Dal diario di Tamara:
Mia madre sta diventando un incubo. Mi ossessiona quando la sera ceniamo insie­me: io, lei, mio padre e mia sorella. Ieri ha esordito in una scenata isterica; mio pa­dre era appena rientrato da un meeting di lavoro tenutesi a Vilnius, all’istituto di sclerosi multipla. Mi ha obbligato a mangiare quattro fusilli. Sono corsa in camera mia, gonfia, grassa, lo specchio mi ha rimandato l’immagine della mie cosce grosse e della mia pancia ingrossata. Domani andrò a scuola a piedi, digiunerò. Non man­gerò per una settimana. Ma so parlare con i miei genitori? E con le mie amiche? Sono stanca di sentire risposte semplici e cretine alle mie domande complesse. Lo psicologo di orientamento sistemico che prenderà in cura Tamara, dirà che è difficile differenziare grossolanamente, di fronte a un caso di anores­sia, psicosi e nevrosi, normalità e follia.

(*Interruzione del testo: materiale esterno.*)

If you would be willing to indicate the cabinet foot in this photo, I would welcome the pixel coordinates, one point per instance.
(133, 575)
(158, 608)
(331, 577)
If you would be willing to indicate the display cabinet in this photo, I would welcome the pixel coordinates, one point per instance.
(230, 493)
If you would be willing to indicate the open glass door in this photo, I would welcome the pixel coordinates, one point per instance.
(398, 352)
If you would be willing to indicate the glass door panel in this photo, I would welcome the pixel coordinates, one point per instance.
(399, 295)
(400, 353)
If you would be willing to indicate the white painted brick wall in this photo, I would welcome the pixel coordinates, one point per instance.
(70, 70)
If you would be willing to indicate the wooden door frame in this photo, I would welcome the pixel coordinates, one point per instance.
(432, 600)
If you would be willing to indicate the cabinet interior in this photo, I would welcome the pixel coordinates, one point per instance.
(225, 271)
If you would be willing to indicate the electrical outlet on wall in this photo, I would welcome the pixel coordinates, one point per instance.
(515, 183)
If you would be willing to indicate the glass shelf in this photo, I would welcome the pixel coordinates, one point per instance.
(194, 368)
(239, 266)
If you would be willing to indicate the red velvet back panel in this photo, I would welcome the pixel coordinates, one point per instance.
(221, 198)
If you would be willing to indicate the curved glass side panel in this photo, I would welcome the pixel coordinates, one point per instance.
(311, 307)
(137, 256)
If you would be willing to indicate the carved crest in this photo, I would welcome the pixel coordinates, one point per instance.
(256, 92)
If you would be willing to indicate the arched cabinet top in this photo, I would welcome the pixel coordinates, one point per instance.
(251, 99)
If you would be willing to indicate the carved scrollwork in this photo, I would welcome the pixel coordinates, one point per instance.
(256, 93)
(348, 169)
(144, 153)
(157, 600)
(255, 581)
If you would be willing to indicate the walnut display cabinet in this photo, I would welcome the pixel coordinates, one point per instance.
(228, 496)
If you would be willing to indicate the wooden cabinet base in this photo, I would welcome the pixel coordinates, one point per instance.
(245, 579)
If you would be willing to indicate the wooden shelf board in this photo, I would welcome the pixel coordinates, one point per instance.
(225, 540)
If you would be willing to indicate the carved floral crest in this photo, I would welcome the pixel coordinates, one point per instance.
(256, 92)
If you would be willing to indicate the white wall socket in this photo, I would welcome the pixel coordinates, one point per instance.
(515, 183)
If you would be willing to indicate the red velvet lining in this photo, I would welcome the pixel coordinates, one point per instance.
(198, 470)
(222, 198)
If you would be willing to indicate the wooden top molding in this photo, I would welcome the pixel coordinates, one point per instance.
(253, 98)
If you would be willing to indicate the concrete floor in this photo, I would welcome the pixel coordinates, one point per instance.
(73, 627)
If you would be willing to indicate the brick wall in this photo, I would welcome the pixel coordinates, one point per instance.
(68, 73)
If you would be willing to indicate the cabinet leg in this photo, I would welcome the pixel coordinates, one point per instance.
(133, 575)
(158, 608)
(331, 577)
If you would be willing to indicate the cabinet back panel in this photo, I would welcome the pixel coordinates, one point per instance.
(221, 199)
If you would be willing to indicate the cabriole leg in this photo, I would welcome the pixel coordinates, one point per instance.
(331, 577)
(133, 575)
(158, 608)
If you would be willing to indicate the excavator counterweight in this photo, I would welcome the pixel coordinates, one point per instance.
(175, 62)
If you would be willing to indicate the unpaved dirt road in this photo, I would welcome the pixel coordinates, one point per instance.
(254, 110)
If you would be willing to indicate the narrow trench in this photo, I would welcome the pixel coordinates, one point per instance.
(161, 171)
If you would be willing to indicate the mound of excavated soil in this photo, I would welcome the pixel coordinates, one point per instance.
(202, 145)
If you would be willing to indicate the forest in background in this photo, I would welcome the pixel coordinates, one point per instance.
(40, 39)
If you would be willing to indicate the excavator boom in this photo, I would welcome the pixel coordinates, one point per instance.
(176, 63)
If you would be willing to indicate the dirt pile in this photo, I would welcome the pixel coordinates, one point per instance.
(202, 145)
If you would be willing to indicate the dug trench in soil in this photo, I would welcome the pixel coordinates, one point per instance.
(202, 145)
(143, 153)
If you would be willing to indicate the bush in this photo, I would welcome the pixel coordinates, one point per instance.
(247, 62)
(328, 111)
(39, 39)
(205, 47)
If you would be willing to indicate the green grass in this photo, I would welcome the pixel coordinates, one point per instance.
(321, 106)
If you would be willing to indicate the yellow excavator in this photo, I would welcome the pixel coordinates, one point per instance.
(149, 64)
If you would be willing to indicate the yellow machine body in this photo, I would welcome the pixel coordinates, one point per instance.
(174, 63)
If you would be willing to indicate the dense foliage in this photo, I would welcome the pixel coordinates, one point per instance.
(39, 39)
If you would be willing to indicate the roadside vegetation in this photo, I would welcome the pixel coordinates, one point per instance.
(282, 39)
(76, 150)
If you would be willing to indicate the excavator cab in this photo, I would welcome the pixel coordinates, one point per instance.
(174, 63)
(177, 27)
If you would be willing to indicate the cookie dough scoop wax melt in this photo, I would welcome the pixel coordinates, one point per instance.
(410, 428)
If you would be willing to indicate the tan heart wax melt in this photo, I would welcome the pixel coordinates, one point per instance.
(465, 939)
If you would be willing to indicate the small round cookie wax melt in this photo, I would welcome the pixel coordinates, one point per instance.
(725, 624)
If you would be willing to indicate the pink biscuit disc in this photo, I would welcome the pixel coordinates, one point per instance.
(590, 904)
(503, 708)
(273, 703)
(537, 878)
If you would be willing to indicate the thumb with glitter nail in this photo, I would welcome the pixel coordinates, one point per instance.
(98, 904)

A metà anno scolastico, Tamara non sa  reggersi in piedi, è costretta ad un ricovero d’emergenza. Passa da un ospedale all’altro: trattamenti farmacologici, supporti psicologici. Tamara si confida con una sua amica:
Sono stanca di rimanere in questi orribili posti; la notte mi spaventa la pila delle in­fermiere puntata contro gli occhi, di giorno mi fanno parlare con una psicologa che scandaglia tutta la mia infanzia, i medici invece sono ossessionati dal controllo del peso e dalla preoccupazione che le mie vene non ricevono più la flebo. Mi stanno somministrando farmaci per via enterale, immettono sostanze nel mio circolo san­guigno, e per via parenterale, direttamente nel mio… Tamara mi ricorda un film di Bellocchio: Il sogno della farfalla che evo­ca l’idea di un sogno come desiderio e della metamorfosi del bruco per giun­gere alla bellezza e leggerezza eterea. La metamorfosi è quella di Tamara, che con enorme  forza di volontà, vuole giungere all’ideale di perfezione, così come il suo io l’ha elaborato, e ad una sorta di un severo autocontrollo come barriera all’altro ed ostacolo alla liberazione delle proprie pulsioni. Il cibo viene rifiutato, in quanto può minare l’ideale della perfezione. An­che le cure farmacologiche obbediscono al divieto di Tamara, affinché il suo corpo rimanga puro. L’anno scolastico registrerà gli ultimi giorni di lezione con l’assenza di Tamara, non solo dalla sua scuola, dalla sua classe, ma dalla sua vita. Il pa­dre di Tamara, illustre radiologo ebbe a confidarmi la sua disperazione, per non aver potuto correggere l’atteggiamento troppo rigido della figlia verso se stessa, forse una maschera delle sue frustrazioni, ed il dramma di non aver mai saputo comunicare con lei. Disse:
« Ho usato denaro, successo, cibo. Con Tamara ho usato soprattutto la mia assenza: non posso perdonarmelo ».